Lástima que no les duró mucho tiempo, porque en unos años (lo que implicaba una aceleración de su decadencia en un porcentaje de decenas de cifras) el Sol dejó de emitir su luz. Se había consumido. Y así la humanidad se perdió para siempre, olvidando las palabras de un sabio que hace mucho tiempo dijo que «el hombre se genera por el hombre y por el Sol».

Ilustración

Cuando se dormía en medio de la obscuridad, veía la luna y, las estrellas guiaban mi camino y en ocasiones importantes mi vida, podía saber en dónde estaba y a dónde iba con sólo dirigir la mirada a los cielos, podía notar quién era y hasta dónde llegaban mis límites porque sentía fácilmente en dónde terminaba yo y comenzaba el mundo.

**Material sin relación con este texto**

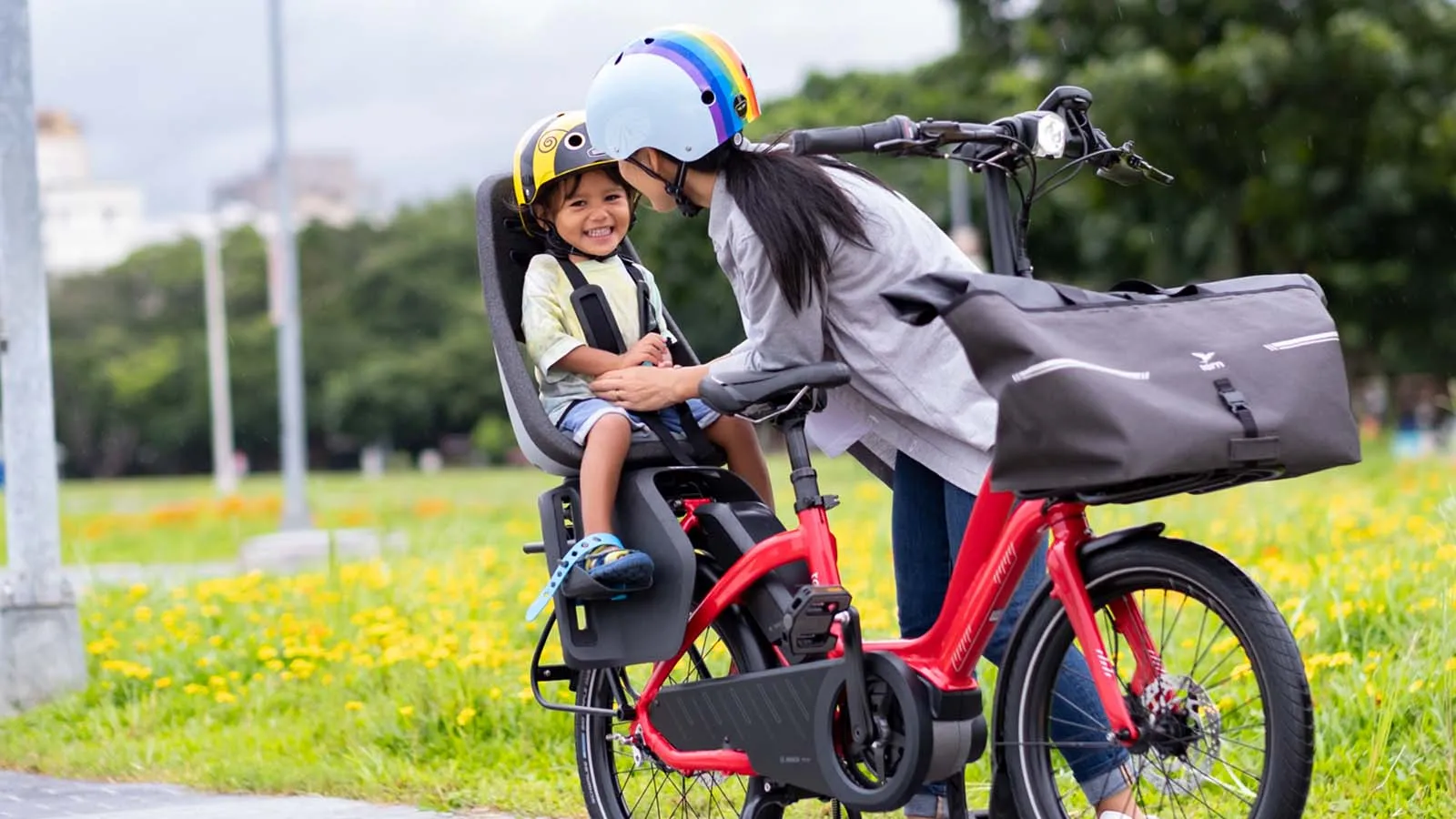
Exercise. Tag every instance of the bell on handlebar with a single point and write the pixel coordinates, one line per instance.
(1069, 96)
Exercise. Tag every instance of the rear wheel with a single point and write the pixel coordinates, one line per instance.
(619, 775)
(1225, 731)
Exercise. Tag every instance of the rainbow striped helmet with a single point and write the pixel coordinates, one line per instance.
(679, 89)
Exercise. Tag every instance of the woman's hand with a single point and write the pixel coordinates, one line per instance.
(648, 388)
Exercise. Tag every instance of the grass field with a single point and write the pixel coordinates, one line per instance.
(405, 680)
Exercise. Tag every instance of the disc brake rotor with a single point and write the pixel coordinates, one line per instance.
(1186, 729)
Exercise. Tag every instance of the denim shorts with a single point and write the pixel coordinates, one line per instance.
(584, 414)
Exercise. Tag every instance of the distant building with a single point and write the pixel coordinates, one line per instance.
(86, 225)
(327, 187)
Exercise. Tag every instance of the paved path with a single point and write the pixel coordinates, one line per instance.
(29, 796)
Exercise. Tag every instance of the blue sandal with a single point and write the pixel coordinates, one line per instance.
(609, 569)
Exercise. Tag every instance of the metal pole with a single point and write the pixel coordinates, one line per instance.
(225, 477)
(41, 652)
(290, 331)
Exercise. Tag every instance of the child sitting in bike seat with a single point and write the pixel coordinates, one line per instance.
(574, 197)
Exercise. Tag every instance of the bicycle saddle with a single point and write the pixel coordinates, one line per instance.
(737, 390)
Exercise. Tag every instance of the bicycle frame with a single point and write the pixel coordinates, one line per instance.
(1002, 533)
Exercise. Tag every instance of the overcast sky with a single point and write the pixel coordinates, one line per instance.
(429, 95)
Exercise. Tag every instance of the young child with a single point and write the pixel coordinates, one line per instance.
(574, 197)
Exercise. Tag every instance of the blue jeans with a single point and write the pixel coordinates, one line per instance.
(929, 518)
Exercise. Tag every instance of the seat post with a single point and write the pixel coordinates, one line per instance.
(803, 474)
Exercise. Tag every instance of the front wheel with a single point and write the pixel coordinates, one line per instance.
(1227, 726)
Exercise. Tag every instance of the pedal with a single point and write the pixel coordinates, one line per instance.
(812, 614)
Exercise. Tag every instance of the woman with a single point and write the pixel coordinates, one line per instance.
(808, 244)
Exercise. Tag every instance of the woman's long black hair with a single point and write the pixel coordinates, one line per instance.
(790, 201)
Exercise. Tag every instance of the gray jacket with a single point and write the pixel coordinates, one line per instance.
(912, 388)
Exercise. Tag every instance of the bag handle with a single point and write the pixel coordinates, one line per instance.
(1139, 286)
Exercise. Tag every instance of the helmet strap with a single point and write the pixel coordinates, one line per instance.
(673, 187)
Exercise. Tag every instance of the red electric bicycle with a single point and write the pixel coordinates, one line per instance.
(742, 683)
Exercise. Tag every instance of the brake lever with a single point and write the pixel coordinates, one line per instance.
(1127, 169)
(1148, 171)
(907, 147)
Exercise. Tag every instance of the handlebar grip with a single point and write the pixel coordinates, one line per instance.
(852, 138)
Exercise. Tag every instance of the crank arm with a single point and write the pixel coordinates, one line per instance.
(856, 695)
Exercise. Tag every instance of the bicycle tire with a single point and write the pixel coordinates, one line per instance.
(1203, 574)
(596, 770)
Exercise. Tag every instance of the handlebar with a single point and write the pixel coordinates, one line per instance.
(1057, 128)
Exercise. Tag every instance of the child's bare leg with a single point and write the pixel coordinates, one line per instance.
(611, 562)
(602, 470)
(744, 455)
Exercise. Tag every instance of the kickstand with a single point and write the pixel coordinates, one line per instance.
(766, 800)
(956, 806)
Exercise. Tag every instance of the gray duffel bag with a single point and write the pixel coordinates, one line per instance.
(1140, 392)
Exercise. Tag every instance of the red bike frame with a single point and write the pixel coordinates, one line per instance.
(1002, 535)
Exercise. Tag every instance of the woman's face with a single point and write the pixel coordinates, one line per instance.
(652, 188)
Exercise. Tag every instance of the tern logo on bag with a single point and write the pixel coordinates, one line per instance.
(1206, 361)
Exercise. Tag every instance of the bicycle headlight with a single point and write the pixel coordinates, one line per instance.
(1052, 136)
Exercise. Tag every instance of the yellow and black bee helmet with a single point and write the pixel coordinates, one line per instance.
(552, 147)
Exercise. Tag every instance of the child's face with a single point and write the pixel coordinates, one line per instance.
(596, 215)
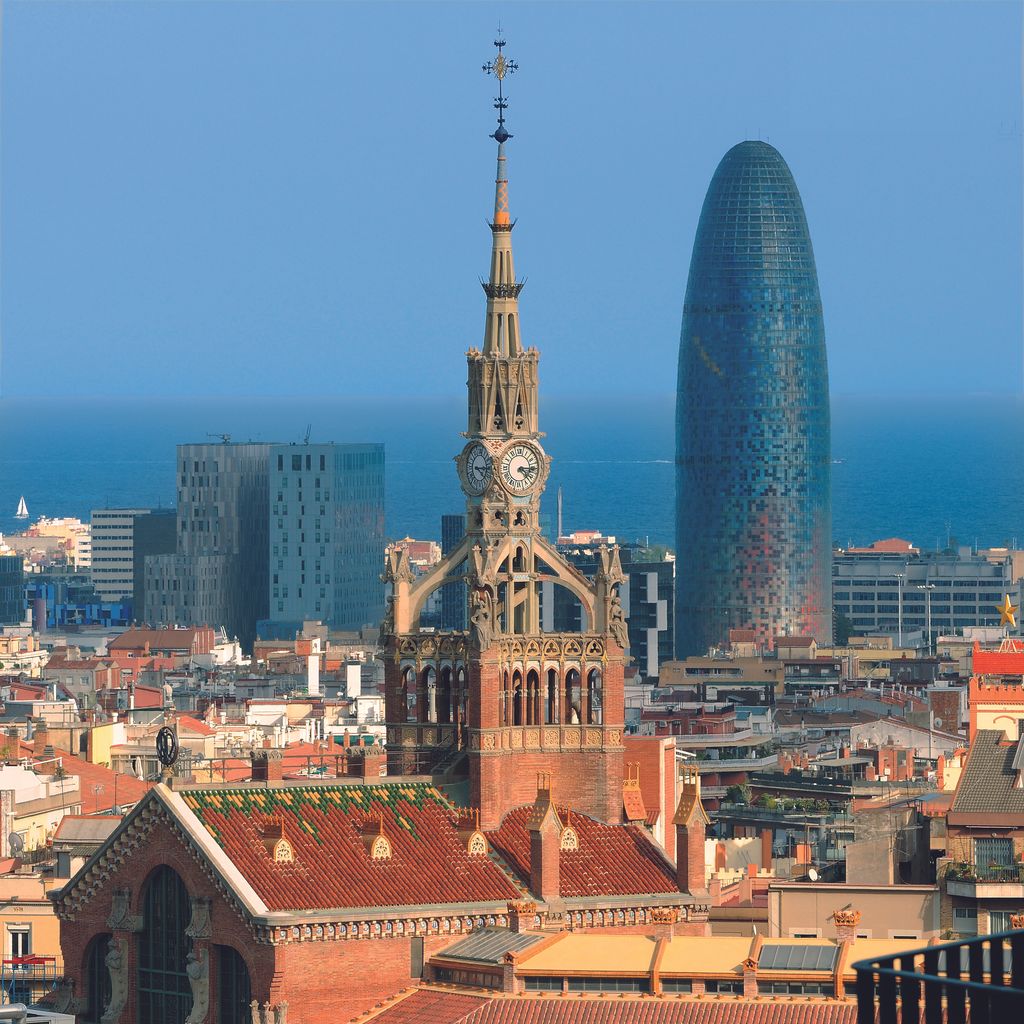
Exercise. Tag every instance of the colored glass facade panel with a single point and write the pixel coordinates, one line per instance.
(753, 448)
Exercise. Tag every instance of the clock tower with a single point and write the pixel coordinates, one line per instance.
(507, 699)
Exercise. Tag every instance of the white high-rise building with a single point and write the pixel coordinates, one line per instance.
(114, 552)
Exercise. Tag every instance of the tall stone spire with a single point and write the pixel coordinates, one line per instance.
(509, 696)
(501, 333)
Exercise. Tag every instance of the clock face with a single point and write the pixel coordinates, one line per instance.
(520, 468)
(478, 467)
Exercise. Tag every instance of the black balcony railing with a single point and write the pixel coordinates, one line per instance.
(957, 871)
(978, 980)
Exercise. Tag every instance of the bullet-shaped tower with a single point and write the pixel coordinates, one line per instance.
(753, 450)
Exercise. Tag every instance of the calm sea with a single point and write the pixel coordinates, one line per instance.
(922, 469)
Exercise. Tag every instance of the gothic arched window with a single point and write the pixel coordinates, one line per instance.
(572, 714)
(164, 992)
(233, 987)
(551, 705)
(595, 696)
(97, 979)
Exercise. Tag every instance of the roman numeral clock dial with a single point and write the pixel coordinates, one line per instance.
(476, 468)
(520, 468)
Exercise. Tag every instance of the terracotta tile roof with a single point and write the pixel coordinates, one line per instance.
(742, 636)
(996, 663)
(612, 860)
(429, 1006)
(166, 639)
(325, 825)
(195, 725)
(892, 545)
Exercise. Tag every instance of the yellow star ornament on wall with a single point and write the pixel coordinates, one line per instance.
(1008, 612)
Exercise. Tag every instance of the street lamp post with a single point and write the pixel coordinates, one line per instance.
(899, 607)
(928, 588)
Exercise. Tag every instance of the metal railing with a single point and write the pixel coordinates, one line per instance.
(980, 980)
(966, 871)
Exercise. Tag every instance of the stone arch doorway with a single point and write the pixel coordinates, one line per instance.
(164, 993)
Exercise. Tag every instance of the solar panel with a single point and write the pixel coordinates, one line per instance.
(775, 956)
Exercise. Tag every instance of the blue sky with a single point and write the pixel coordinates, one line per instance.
(291, 198)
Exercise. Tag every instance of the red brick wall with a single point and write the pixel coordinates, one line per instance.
(321, 980)
(228, 928)
(690, 859)
(336, 981)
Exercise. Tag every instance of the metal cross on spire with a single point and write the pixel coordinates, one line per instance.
(501, 67)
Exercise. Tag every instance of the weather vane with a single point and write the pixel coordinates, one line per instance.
(501, 67)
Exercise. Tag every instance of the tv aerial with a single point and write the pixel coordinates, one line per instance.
(167, 752)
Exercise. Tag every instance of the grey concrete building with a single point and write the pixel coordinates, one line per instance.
(218, 574)
(892, 587)
(114, 552)
(647, 596)
(154, 534)
(326, 536)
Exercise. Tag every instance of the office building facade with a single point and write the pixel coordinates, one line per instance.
(11, 588)
(218, 574)
(122, 539)
(113, 534)
(753, 455)
(881, 590)
(326, 535)
(647, 596)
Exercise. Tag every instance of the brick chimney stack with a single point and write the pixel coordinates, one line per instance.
(846, 925)
(521, 914)
(40, 738)
(545, 843)
(267, 766)
(691, 825)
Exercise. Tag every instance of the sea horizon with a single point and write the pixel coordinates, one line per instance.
(920, 468)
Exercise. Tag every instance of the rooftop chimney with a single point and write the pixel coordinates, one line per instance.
(545, 843)
(691, 825)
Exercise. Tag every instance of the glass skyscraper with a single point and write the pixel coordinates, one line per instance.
(753, 453)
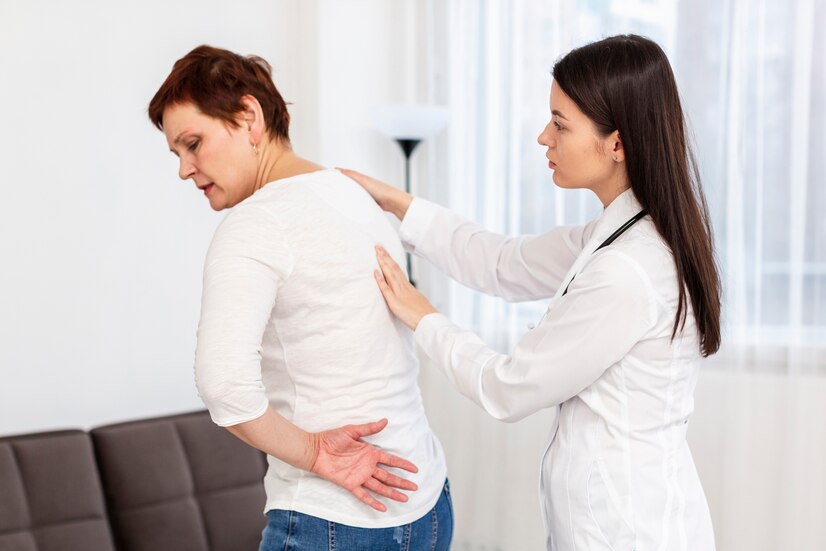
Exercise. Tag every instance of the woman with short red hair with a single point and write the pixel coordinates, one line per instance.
(293, 340)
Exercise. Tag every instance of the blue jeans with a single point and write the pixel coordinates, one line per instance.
(292, 531)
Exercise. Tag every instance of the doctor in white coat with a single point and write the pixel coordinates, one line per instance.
(634, 305)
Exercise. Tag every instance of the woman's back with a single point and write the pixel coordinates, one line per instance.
(331, 352)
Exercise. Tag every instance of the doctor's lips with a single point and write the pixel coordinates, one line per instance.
(206, 188)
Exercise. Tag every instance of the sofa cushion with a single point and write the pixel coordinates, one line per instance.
(180, 482)
(51, 494)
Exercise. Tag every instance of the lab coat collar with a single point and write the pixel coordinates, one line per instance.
(624, 207)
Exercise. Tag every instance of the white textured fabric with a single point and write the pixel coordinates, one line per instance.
(292, 317)
(617, 472)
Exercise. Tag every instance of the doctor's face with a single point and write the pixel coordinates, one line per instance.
(216, 156)
(579, 156)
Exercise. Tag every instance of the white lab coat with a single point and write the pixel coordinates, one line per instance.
(617, 473)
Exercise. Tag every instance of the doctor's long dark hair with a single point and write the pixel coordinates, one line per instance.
(625, 83)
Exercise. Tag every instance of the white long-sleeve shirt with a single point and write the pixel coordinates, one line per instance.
(291, 317)
(617, 472)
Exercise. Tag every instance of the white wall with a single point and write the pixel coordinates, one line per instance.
(101, 244)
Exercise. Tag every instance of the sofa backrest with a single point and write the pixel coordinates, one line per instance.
(50, 494)
(180, 483)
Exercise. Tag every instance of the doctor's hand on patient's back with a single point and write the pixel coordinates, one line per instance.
(344, 459)
(393, 200)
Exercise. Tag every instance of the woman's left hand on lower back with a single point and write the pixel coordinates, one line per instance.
(404, 300)
(344, 459)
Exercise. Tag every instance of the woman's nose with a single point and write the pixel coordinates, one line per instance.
(186, 170)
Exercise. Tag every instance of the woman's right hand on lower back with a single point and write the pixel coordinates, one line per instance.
(389, 198)
(344, 459)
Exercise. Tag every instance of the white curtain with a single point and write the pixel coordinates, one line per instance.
(752, 79)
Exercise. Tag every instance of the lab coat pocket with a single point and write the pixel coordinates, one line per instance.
(606, 509)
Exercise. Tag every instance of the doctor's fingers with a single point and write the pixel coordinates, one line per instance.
(393, 274)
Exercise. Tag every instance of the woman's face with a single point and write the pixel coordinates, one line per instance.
(579, 156)
(216, 156)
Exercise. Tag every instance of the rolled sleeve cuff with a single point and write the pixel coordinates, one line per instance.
(224, 418)
(416, 222)
(459, 354)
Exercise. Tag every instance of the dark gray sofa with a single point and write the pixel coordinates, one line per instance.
(176, 483)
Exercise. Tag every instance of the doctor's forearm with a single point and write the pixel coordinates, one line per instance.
(275, 436)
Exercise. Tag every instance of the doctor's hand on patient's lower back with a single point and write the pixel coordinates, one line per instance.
(345, 460)
(389, 198)
(404, 300)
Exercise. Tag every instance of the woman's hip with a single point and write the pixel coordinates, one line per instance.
(294, 531)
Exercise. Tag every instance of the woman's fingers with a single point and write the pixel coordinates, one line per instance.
(378, 488)
(369, 429)
(391, 270)
(395, 461)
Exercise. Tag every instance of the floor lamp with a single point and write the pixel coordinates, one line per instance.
(409, 125)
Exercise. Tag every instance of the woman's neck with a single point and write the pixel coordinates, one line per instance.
(278, 161)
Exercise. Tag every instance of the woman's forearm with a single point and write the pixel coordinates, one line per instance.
(397, 204)
(275, 436)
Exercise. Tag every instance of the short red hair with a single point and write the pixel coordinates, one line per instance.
(215, 80)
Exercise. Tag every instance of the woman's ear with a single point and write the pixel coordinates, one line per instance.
(252, 118)
(616, 149)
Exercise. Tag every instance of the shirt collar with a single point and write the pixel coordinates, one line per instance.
(624, 207)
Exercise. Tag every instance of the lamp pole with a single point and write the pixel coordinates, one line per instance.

Pero un día quise más día y pretendí encerrar al sol en un frasquito. Dejé de escuchar a esa voz que me advertía que no podía tapar el sol con un dedo y me apresté a conseguirle al astro rey un buen encierro. Sobra decir que nunca logré contener siquiera un rayo pequeño, pues estos se escurrían por mis ojos y sólo permanecían en la memoria de los amaneceres y los atardeceres alguna vez contemplados.

Entonces dejé de contemplar amaneceres y me perdí de muchos atardeceres para poder trabajar y fabricarme un sol chiquito, uno que sí pudiera encerrar en un frasquito y emplear durante las noches oscuras en las que no me apeteciera contemplar las estrellas o dormir bajo la luz plateada de la luna. Por desgracia para mí, tuve éxito en mi empresa y ahora no puedo distinguir el día de la noche, ya no veo a las estrellas porque éstas se pierden entre las luces de tantos solecitos artificiales, ya no sé dónde estoy, a dónde voy y menos sé qué propósito guarda mi vida. Y así como una vez quise inventarme días ahora quiero recuperar mis noches y con ellas la posibilidad de contemplar.

 

Maigo.

Sino sombrío

Sentada siempre sola, solitaria se sentía. Sufría saboreando su soledad supurante: seguido secaba sendos senderos salados. «¡Sal, solecito!», susurró suavemente. «Síguenme sigilosas», suspiró señalando siete sombras sádicas. «¡Sálvame!», suplicóle sudorosa. Su solecito salió, surcando semejantes sombras sin separarlas: solapábalas solamente. Socorro sintióse sumamente sola sopesando su situación sin salida. Simplemente sucumbió: sofocáronle silenciosamente sus sombras. Su solecito sólo sonrió.